Phospho-IκBα levels were examined in hα4β2 SHEP1 cells by Function ELISA IκBα assay (Active Motif Inc., Carlsbad, CA). Cells seeded in six-well plates and grown for 2 days were pretreated with nicotine, BAPTA-AM, or AG-490 before stimulation with or without 1 μg/ml LPS for 25 min. Thereafter, cells were washed two times with ice-cold phosphate buffered saline (PBS), and a cell-scraper was used to remove cells. Cells were centrifuged for 10 min at 1000 rpm at 4°C, and then pellets were incubated in lysis buffer containing protease inhibitor for 30 min on ice. Samples were again centrifuged for 20 min at 14,000g at 40°C. Samples were stored at −80°C until further use. Protein concentration was determined by a NanoDrop ND-1000 (Thermo Fisher Scientific, Waltham, MA). Cell lysate (100 μg) was added to capture antibody precoated plates and incubated for 4 h at 4°C. Plates were thoroughly washed, and detection antibody was added and allowed to incubate for 1 h at RT. After a second wash, secondary antibody was added for 1 h before quantifying the signal using a chemiluminescent substrate.
Calcium Indicator Assay.
A23187-induced increases in intracellular calcium were measured using Fluo-4-AM (Invitrogen, Carlsbad, CA). Cells plated in a 96-well plate (5 × 104 cells/well in Costar 3603 plates; Corning Life Sciences, Acton, MA) were grown for 24 h before incubating for 30 min with a final concentration of 3 μM Fluo-4-AM in darkness at RT and then exposed to BAPTA-AM or control media for an additional 30 min [final volume: 100 μl of Hanks' buffered salt solution (HBSS) with 0.1% dimethyl sulfoxide and 5.5 mM glucose, without phenol red]. A BioTek-HT microplate reader (BioTek, Winooski, VT) determined baseline fluorescence at excitation and emission wavelengths of 485 ± 20 and 520 ± 20 nm, respectively, by taking nine readings at 0.5-s intervals.
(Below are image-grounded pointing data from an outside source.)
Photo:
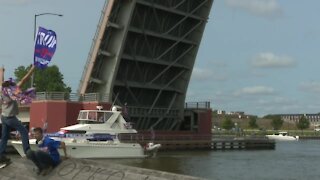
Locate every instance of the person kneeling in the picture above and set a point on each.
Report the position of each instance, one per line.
(47, 157)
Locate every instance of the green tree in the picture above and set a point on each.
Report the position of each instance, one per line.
(227, 123)
(253, 122)
(45, 80)
(276, 122)
(303, 123)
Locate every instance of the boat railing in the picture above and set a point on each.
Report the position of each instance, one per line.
(161, 137)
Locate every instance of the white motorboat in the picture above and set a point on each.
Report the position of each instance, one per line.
(283, 136)
(96, 136)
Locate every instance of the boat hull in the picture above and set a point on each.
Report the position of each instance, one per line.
(93, 149)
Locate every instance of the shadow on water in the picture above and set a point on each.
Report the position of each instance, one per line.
(180, 162)
(290, 160)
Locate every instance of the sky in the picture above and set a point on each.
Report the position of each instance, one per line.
(256, 56)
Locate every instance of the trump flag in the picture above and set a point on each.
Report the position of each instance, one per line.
(45, 47)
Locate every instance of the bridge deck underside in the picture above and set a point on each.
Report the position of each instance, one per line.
(152, 64)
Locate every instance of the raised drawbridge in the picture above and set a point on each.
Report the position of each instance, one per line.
(143, 54)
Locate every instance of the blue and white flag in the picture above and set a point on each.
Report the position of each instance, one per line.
(45, 47)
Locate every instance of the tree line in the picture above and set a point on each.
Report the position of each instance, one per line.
(276, 122)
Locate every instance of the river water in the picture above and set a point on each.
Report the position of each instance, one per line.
(290, 160)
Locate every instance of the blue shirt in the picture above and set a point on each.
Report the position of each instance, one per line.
(51, 147)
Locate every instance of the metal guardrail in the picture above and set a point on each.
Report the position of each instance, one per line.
(71, 96)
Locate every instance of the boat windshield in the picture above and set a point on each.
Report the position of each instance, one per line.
(92, 117)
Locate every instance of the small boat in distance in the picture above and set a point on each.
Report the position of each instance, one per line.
(282, 136)
(97, 136)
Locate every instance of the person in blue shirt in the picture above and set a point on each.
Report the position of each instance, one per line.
(47, 156)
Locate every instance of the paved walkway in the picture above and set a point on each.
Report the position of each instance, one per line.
(81, 169)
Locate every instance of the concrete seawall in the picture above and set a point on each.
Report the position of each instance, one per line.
(81, 169)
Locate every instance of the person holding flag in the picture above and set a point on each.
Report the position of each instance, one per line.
(10, 96)
(11, 93)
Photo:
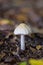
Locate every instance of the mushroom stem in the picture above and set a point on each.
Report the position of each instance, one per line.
(22, 42)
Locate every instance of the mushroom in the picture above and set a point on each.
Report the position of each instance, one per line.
(22, 30)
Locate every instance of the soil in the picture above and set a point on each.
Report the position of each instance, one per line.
(11, 54)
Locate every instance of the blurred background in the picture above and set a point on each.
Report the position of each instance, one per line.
(27, 11)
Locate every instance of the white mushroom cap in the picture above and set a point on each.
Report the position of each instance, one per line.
(23, 29)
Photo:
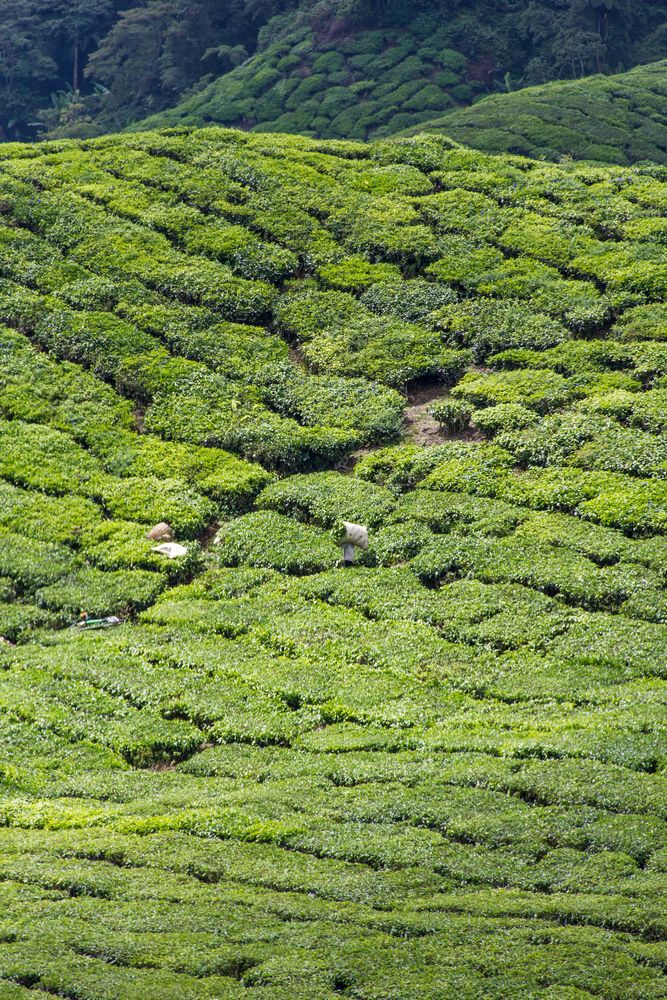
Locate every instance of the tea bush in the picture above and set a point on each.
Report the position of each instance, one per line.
(380, 773)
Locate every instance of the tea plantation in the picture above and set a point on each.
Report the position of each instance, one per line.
(368, 83)
(438, 774)
(613, 119)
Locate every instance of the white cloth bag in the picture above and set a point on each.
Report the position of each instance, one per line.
(356, 534)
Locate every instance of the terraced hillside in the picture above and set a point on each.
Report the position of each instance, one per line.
(614, 119)
(440, 773)
(368, 83)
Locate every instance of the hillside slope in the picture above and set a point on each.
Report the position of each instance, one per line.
(616, 119)
(372, 84)
(366, 83)
(439, 773)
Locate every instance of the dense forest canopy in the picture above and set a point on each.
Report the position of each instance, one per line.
(87, 65)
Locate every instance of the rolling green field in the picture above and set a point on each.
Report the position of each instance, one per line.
(369, 83)
(438, 774)
(613, 119)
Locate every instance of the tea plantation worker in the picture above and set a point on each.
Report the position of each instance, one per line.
(352, 536)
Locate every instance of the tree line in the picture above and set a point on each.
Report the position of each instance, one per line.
(77, 66)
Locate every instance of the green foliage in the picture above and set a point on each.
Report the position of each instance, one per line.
(609, 119)
(442, 768)
(452, 414)
(267, 539)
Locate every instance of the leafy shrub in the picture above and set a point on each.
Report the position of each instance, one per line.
(327, 498)
(267, 539)
(504, 417)
(151, 500)
(354, 274)
(488, 327)
(411, 301)
(101, 593)
(452, 414)
(540, 390)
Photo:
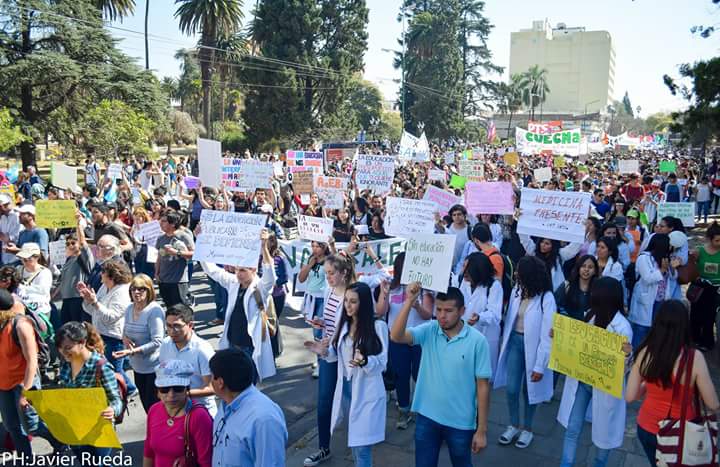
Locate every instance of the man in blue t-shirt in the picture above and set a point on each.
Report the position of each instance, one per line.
(452, 393)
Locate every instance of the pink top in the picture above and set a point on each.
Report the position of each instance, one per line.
(164, 443)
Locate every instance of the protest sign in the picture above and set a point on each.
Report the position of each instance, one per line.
(683, 211)
(246, 174)
(55, 214)
(472, 170)
(71, 415)
(542, 174)
(561, 142)
(317, 229)
(558, 215)
(628, 166)
(489, 198)
(230, 238)
(668, 166)
(443, 199)
(210, 162)
(63, 176)
(588, 353)
(405, 217)
(428, 259)
(298, 161)
(375, 172)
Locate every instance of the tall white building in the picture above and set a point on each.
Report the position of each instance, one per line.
(580, 65)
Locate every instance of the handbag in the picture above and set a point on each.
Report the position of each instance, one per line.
(683, 442)
(188, 458)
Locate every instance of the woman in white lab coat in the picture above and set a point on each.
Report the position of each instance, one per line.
(360, 347)
(483, 301)
(608, 412)
(525, 350)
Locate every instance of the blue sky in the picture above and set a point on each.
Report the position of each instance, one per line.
(651, 37)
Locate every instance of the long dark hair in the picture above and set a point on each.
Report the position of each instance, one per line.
(366, 339)
(606, 299)
(668, 336)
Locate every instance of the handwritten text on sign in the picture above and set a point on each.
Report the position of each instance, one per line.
(559, 215)
(588, 353)
(229, 238)
(428, 259)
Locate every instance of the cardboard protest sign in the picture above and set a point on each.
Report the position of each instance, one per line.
(428, 259)
(443, 199)
(489, 198)
(375, 172)
(317, 229)
(683, 211)
(405, 217)
(210, 162)
(55, 214)
(558, 215)
(628, 166)
(230, 238)
(588, 353)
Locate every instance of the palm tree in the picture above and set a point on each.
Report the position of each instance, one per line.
(212, 19)
(115, 9)
(534, 88)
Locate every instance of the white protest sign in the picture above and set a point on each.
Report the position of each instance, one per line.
(628, 166)
(406, 217)
(210, 162)
(428, 260)
(683, 211)
(230, 238)
(558, 215)
(543, 174)
(317, 229)
(375, 172)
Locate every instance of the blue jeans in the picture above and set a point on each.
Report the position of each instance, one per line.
(404, 362)
(361, 454)
(113, 345)
(583, 396)
(517, 381)
(326, 391)
(429, 436)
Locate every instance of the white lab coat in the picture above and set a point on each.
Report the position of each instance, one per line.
(368, 406)
(488, 306)
(538, 322)
(262, 352)
(608, 412)
(643, 297)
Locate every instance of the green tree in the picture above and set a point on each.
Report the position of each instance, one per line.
(213, 20)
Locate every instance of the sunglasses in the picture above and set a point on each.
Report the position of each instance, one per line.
(175, 389)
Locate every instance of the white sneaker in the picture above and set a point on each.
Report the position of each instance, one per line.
(508, 435)
(524, 439)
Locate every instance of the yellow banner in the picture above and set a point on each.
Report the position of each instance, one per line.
(55, 214)
(73, 416)
(589, 354)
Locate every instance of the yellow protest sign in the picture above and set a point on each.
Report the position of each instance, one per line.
(588, 353)
(73, 416)
(55, 214)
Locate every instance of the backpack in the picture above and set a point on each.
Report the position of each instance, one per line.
(507, 279)
(122, 388)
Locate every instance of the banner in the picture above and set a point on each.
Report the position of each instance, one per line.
(561, 142)
(210, 162)
(407, 217)
(230, 238)
(489, 198)
(588, 353)
(55, 214)
(683, 211)
(375, 172)
(428, 259)
(558, 215)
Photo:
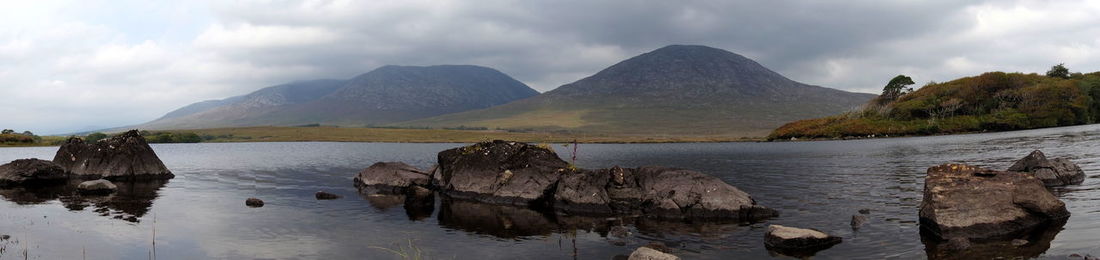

At 4.8 s, 100 μl of the calcium ionophore A23187 or nicotine were added by automated dispenser and fluorescence measurements were read at 0.5-s intervals for a total elapsed time of 40.8 s. All readings were made within 4 h of adding the Fluo-4-AM solution. Baseline measurements were recorded by dispensing either HBSS (diluent for nicotine) or HBSS with an equivalent dilution of methanol (solvent for A23187).
Cells grown to confluence in six-well plates were incubated with 10 μM nicotine or 10 μM forskolin, and intracellular cAMP levels were monitored using competitive ELISA kit (R&D Systems, Minneapolis, MN). Activity was measured on a BioTek-HT microplate reader at 450 nm.
NF-κB Secreted Luciferase Reporter Assay.
The NF-κB secreted luciferase reporter assay was used as described previously (Hosur et al., 2009).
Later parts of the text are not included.